Portanto, uma obra de história (a Sétima Seção do Livro Primeiro, dedicada à “acumulação originária”, é um grande afresco moral e não só econômico e político da história europeia entre 1500 e 1700), que hoje pode ser lida como o testemunho direto de uma época que nos pertence inteiramente, porque ainda não está concluída. Foi esse um método seguido por Marx em todos os seus escritos políticos, econômicos, filosóficos, de teórico dos direitos e das liberdades dos indivíduos e dos povos, de jornalista, de observador atento. O método “marxista” de analisar o sucesso da sociedade burguesa para ver as suas profundas contradições, para exaltar a liberdade e a libertação dos homens das opressões políticas e das necessidades degradantes e contra toda “metamorfose regressiva” sempre em emboscada na “ordem capitalista”. É essa, de fundo, a sua “classicalidade”.
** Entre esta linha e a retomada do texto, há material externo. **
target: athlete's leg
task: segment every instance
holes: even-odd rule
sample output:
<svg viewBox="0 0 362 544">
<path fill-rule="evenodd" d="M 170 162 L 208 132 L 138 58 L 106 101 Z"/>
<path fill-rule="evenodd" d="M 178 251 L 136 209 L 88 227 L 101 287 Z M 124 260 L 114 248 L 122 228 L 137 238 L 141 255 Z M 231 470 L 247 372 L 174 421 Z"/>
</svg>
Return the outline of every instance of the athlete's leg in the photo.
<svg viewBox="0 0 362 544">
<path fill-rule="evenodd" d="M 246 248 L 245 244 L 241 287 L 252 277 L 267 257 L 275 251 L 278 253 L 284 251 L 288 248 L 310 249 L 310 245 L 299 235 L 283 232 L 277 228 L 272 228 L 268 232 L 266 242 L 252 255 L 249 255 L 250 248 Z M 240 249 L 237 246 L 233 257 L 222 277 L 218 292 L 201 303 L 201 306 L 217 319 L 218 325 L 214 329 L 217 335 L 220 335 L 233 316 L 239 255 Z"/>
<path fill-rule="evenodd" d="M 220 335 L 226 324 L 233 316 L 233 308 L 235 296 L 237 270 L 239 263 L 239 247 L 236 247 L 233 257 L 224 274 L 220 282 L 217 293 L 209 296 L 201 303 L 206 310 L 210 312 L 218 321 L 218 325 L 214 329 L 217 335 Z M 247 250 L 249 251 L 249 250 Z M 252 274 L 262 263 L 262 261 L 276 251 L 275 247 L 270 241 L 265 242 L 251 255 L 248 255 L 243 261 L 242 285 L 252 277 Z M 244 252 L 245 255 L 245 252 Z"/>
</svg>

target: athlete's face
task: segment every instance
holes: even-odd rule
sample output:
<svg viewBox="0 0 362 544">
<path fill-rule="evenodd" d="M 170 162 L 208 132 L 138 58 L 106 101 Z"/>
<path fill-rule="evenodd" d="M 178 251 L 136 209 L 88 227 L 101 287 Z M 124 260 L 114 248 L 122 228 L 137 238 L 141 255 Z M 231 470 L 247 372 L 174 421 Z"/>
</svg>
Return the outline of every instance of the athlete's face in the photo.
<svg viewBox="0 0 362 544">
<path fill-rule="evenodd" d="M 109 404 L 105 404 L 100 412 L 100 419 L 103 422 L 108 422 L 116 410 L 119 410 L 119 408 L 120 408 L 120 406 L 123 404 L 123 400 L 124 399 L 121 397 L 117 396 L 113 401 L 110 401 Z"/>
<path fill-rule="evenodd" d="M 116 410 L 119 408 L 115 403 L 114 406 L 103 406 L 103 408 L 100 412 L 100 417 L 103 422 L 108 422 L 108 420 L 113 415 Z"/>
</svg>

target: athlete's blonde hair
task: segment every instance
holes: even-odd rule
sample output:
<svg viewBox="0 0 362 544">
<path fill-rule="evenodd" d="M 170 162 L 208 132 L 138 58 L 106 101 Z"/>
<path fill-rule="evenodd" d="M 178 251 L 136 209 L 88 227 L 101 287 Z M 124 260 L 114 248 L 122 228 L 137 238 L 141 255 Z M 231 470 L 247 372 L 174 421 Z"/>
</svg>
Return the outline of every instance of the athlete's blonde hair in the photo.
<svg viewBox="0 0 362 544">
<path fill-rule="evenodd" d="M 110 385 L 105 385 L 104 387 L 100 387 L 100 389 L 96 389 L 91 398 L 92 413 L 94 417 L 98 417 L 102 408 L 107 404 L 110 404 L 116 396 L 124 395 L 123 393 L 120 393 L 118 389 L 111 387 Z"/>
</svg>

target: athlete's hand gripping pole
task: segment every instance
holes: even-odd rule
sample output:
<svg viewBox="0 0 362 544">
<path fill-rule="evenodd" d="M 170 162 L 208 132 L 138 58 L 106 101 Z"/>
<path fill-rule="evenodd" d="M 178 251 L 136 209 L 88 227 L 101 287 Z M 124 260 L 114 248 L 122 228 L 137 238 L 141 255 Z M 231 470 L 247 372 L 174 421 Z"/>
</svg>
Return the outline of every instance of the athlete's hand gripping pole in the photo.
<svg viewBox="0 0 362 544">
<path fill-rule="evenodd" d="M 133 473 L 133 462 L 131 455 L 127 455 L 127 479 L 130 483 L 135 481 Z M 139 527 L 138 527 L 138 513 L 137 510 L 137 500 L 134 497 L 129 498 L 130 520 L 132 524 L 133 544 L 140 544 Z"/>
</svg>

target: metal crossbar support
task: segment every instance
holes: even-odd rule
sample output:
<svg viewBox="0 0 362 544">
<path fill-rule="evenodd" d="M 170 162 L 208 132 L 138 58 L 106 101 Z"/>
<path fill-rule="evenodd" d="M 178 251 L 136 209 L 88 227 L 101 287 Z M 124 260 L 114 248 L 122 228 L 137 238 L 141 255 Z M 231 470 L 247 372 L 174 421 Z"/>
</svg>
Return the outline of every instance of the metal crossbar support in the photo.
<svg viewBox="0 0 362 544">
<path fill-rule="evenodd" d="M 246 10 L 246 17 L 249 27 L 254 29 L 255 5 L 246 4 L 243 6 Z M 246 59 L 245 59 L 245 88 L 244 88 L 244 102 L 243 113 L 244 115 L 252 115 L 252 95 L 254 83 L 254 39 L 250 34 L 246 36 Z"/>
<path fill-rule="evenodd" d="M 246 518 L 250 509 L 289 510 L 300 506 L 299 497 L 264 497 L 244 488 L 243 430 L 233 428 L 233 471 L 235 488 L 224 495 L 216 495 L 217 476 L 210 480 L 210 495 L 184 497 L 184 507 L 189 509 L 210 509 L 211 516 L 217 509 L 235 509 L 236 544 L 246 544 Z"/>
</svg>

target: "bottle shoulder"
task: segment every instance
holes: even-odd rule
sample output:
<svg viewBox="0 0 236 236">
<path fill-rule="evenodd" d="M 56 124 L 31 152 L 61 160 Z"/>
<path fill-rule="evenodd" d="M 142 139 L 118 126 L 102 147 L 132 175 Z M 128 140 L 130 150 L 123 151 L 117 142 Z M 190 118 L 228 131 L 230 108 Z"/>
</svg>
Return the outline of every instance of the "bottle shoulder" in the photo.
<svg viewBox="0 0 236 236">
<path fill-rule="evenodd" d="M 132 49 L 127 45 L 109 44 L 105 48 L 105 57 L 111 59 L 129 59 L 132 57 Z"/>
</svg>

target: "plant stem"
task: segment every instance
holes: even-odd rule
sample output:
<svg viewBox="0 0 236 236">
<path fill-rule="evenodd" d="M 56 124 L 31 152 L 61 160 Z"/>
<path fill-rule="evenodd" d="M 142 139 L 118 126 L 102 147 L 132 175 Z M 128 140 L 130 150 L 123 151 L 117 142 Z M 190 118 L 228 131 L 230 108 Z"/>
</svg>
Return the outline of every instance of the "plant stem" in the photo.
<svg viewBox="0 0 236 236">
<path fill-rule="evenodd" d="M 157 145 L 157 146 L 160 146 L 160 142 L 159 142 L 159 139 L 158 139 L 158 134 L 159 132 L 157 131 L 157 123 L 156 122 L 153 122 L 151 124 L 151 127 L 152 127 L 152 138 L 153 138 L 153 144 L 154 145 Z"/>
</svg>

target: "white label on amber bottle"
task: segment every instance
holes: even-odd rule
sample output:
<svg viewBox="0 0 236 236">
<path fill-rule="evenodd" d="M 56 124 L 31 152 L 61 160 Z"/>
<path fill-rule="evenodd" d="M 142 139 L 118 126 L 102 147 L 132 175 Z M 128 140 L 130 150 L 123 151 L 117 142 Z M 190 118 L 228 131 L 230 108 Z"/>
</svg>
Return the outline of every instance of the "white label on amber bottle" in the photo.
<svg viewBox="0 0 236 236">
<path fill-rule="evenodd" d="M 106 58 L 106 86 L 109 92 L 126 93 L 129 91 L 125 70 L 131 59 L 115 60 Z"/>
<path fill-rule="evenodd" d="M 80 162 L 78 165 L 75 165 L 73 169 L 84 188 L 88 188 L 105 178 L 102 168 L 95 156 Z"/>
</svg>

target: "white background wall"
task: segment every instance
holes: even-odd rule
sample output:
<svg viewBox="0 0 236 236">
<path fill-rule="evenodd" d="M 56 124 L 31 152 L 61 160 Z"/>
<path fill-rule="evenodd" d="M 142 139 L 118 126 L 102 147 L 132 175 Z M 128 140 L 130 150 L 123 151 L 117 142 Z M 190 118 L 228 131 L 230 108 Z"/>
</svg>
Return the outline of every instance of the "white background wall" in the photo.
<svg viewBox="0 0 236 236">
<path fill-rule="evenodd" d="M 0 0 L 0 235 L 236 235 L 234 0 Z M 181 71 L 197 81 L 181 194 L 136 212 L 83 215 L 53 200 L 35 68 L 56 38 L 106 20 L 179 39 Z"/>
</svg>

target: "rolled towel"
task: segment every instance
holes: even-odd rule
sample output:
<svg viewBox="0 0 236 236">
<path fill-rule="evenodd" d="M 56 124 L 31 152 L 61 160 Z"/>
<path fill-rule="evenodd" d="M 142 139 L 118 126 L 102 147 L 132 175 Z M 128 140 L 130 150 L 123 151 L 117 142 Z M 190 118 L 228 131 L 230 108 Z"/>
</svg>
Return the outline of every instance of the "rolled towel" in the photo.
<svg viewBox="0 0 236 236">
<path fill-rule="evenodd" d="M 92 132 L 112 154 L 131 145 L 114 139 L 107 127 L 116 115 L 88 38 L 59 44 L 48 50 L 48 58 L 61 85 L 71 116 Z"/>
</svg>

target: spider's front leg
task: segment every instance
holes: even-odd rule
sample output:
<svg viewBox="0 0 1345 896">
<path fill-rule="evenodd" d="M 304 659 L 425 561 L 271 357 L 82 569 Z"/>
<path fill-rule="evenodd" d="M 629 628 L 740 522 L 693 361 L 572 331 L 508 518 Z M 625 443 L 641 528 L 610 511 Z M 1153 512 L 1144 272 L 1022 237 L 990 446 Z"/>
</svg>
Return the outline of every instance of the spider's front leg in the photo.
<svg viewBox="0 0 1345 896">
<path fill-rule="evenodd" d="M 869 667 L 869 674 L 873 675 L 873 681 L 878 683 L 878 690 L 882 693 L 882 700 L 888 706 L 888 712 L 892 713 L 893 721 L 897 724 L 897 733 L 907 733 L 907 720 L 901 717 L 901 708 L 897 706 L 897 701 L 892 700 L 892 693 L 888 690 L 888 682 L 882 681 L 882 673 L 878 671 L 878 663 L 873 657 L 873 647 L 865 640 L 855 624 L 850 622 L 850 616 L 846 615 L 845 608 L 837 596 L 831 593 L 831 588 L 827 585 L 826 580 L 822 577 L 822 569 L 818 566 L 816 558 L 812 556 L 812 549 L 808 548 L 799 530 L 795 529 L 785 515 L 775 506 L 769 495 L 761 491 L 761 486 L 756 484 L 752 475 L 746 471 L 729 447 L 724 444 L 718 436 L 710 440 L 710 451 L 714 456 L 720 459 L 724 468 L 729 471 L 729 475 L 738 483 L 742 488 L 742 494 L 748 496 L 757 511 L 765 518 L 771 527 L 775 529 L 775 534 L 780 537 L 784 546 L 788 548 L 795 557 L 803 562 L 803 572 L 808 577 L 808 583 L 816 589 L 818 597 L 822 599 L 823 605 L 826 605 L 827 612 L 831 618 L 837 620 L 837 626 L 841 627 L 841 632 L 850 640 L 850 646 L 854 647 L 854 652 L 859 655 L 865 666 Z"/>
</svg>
Se essas reflexões parciais têm um fundamento, então pode ser útil compará-las com o recente livro de Nicolao Merker (“Karl Marx. Vita e opere”,  Ed. Laterza, 257 páginas). Poderia ser a inesperada (dados os tempos) ocasião para reabrir também na Itália (como já ocorre principalmente no mundo anglo-saxão) o discurso sobre Marx, dando novas perspectivas de leitura aos seus escritos e à sua vida privada, que foi ao mesmo tempo complexa e dramática. Assim como é sempre a dos autores clássicos pelos quais valem os versos latinos que Marx gostava muitas vezes de repetir: “sic vos non vobis“.